During the Presidency of Andrew Jackson, the federal government paid off the rest of its outstanding debt. However, it was short-lived as the nation plunged into debt due to the Panic of 1837, and by the time John Tyler took office, the federal government had an $11 million deficit in spending.
The popular belief was to raise tariffs, which he did not want to do but did so reluctantly. The Whigs did not want to increase the tariffs as it would hurt the distribution of income to the states.
The Whigs then passed two bills that would raise the tariffs and unconditionally extend the distribution program. Tyler vetoed both, which resulted in the Whigs moving towards impeachment.
Before Andrew Jackson, the veto of the President was not used in disagreements with policy, but rather if something was considered unconstitutional. Andrew Jackson, who wanted to limit the power of the government, vetoed more bills than any other President in the young nation's history.

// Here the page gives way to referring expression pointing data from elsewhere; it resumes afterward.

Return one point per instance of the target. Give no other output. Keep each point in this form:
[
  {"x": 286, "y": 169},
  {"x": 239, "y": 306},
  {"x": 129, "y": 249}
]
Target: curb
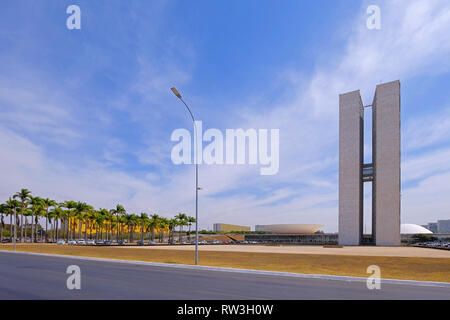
[{"x": 248, "y": 271}]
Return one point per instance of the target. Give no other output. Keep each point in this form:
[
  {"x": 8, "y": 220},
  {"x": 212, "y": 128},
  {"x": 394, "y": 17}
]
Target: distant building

His successors also began using the veto for policy issues rather than constitutional issues. This is just one of the reasons that the Whigs moved to impeach Tyler. However, they did not succeed, and Tyler won 127 votes to 83.
During the next Congressional elections, the Whigs lost control in the House. The result was that they could no longer pursue Tyler's impeachment. Congress did pass a minor revenue bill that Tyler vetoed. This marked the first time that a President's veto was overridden.
The main issue during Tyler's presidency was the issue of the Annexation of Texas. Andrew Jackson and Martin Van Buren had not pursued its annexation due to the issue of slavery. However, Tyler saw it as not only a priority but the only way he could win an independent election in 1844.
Late into his presidency, he began to pursue it. His pursuit on this issue did little to aid him in re-election.
Realizing that he had no chance for re-election, he began to try and change the public opinion of the Annexation of Texas. His opportunity came in the form of the man James K. Polk.
James K. Polk came from nowhere to win the Democratic nomination for president when he defeated Martin Van Buren. While Polk was a student of the idealogy of Andrew Jackson, he was also pro-annexation.
This provided an edge for the Democrats against the Whigs, who opposed the annexation. Once Tyler had successfully turned public opinion in favor of annexation, he threw his support behind Polk.
James K. Polk would go on to become the next President of the United States. During his presidency, the United States would go to war and defeat Mexico in the Mexican-American War. Texas would be admitted to the union in 1845.
President John Tyler was not an effective president. He was unsuccessful with domestic, foreign, and economic policies. He alienated himself from his party when he went against the policies that William Henry Harrison had campaigned on.
Even with many of these failures, he did manage to set an important precedent. He was the first President to successfully take over the Presidency after the sitting President died in office.
He did so without a military coup or revolution.